Infections acquired during hospital care, also known as nosocomial infections, are one of the most serious patient safety concerns. It is unfortunate that HAI [hospital-acquired infection] rates are not declining. Of all the measures in the NHQR measure set, the one worsening at the fastest rate is postoperative sepsis (Table H.3). The two process measures related to HAIs tracked in the NHQR, both covering timely receipt of prophylactic antibiotics for surgery, are improving steadily. However, HAI outcome measures are lagging; only one shows improvement over time while three are worsening and one shows no change. This may, in part, reflect improving detection of HAI’s.


Table H.3. Measures of health care-associated infections, annual rates of improvements

DESCRIPTIONTable: 2009 National Healthcare Quality Report

Why is it so hard to get hospital personnel, doctors in particular, to do a better job with hand hygiene?
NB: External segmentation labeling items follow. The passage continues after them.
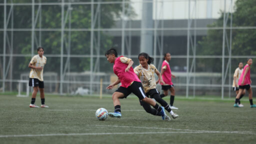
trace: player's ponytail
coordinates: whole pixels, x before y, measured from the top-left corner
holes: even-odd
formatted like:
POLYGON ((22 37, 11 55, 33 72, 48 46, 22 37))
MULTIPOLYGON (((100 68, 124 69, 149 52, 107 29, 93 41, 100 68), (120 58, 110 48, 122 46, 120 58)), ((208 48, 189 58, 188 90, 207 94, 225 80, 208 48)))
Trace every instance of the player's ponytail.
POLYGON ((249 61, 249 60, 250 60, 250 60, 252 60, 252 58, 247 58, 247 61, 246 61, 246 62, 248 62, 248 61, 249 61))
POLYGON ((148 64, 150 64, 151 63, 153 63, 154 62, 154 58, 151 58, 148 56, 148 54, 146 52, 142 52, 138 56, 138 58, 140 58, 140 56, 144 56, 145 58, 148 59, 148 64))
POLYGON ((164 53, 164 60, 162 60, 162 61, 164 61, 164 60, 166 60, 165 58, 166 57, 167 54, 169 54, 169 52, 166 52, 166 53, 164 53))

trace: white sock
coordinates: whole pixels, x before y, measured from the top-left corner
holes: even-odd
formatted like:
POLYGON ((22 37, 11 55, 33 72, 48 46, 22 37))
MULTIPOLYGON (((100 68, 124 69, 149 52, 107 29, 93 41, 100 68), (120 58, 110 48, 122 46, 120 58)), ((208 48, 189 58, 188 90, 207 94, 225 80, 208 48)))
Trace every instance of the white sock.
POLYGON ((174 114, 174 112, 172 112, 172 110, 170 110, 170 114, 172 114, 172 114, 174 114))

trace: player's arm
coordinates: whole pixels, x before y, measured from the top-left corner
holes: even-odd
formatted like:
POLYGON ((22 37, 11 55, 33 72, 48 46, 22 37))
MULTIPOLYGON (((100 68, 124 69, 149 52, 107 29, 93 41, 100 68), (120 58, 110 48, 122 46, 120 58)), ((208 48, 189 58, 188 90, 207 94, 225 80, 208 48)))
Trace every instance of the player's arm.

My belief, and as we wrote in SuperFreakononomics, is that it’s a question of externalities: the bacteria that a doctor may pass along via poor hand hygiene do not typically damage the doctor him/herself, but rather the next patient down the line. In this sense, deadly bacteria are a lot like our daily pollution: we do not personally pay the cost of our actions, so we have weak incentives to change our behavior.

I have often thought that if only individual doctors could be held accountable for their poor hand hygiene — if, say, an individual’s bacteria could somehow be tagged so that if a patient died from a hospital-acquired infection, the source of those bacteria could be determined — that would radically adjust the incentives at work here.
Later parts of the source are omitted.